I recently redesigned the kindlingapp.com home page. The old home page jumped right into talking about APIs and security features without ever describing what the software was actually for. In contrast, the new design strives to more clearly and succinctly articulate what Kindling is and what real-life problems it solves.
There’s an article stating how the simple reason products fail is because consumers don’t understand what they do. To create a new, successful product you have to be able to communicate to customers what it is your product does and how it can solve their problems.
Upon first impression that may sound easy, but it’s harder than you might think. Genuinely original and innovative products don’t fall into existing product categories. As a result, these innovations are often difficult to describe because there is no current framework for understanding them. Things that are difficult to describe will be even more difficult to understand, and that’s where the problem begins for businesses: when consumers don’t understand a product’s purpose they immediately lose interest.
One of the best places to communicate what your business is all about is your website. Communicating an entire product’s purpose on the homepage requires lots of focus and discipline.
The new disciplined design for kindlingapp.com focuses on narrating how Kindling is useful in discovering, sharing, and realizing ideas within an organization. My wife, after seeing the new page, said, "oh, I actually know what the company you work for does now".

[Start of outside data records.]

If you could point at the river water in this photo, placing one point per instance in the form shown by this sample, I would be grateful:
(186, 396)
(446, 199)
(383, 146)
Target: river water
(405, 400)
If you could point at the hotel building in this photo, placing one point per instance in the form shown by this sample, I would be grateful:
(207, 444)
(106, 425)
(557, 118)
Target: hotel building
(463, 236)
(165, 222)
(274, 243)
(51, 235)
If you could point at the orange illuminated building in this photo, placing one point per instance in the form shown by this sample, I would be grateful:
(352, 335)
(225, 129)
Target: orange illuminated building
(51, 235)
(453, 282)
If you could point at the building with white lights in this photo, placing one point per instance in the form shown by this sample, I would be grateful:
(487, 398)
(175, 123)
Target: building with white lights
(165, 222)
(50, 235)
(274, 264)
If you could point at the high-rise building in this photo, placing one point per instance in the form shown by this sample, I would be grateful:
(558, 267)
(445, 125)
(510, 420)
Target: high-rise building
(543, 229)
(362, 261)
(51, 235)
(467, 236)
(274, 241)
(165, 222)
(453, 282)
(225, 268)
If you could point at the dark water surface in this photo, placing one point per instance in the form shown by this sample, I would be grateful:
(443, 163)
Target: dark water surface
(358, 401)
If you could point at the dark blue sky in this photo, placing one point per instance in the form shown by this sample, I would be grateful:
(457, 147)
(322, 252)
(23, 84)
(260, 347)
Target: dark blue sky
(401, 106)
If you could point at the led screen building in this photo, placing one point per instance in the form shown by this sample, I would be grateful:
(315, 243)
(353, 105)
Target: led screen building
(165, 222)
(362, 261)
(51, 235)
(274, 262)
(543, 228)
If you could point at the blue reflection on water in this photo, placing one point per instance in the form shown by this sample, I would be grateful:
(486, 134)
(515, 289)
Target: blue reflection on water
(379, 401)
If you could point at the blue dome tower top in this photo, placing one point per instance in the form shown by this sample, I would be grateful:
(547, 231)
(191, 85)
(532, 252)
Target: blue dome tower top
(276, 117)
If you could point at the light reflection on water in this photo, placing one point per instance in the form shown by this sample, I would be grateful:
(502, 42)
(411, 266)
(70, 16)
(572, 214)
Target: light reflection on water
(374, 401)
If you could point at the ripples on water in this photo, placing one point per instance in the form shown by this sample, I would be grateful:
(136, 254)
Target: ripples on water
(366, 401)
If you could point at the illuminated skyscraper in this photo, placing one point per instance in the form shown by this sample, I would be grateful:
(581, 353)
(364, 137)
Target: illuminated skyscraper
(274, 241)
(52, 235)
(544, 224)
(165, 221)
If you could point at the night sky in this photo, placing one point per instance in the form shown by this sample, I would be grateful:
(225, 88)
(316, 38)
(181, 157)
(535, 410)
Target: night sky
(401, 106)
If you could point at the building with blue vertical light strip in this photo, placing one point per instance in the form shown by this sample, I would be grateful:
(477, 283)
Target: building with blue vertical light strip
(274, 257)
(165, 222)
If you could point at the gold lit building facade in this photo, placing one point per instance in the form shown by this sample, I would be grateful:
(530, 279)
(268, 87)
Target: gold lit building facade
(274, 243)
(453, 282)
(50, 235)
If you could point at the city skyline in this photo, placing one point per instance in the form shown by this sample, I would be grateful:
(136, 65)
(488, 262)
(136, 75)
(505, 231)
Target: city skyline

The design started with a collaborative Google doc for the page’s copy. Though not visual, creating and crafting the copy was one of the most difficult tasks of the design. After innumerable edits the copy provided enough substance to get started on devising visuals for the narrative. I started with various sketches to determine how and where the visuals could aid in communicating Kindling’s purpose.
The artwork was then created in Photoshop. I dribbled a few previews of the work for historical sake:
After drawing up the graphics and reviewing them with stakeholders, it was time to turn the design elements into markup and responsively test the designs across devices:
It seems rather simple but forming the narrative and accompanying graphics took a lot of work. It is difficult to take everything an entire company stands for and distill it into a page that’s clear and simple enough for an anyone to understand.
Iteration on the narrative will continue to take place, but this new home page was a great leap forward in explaining the problems Kindling’s software can solve.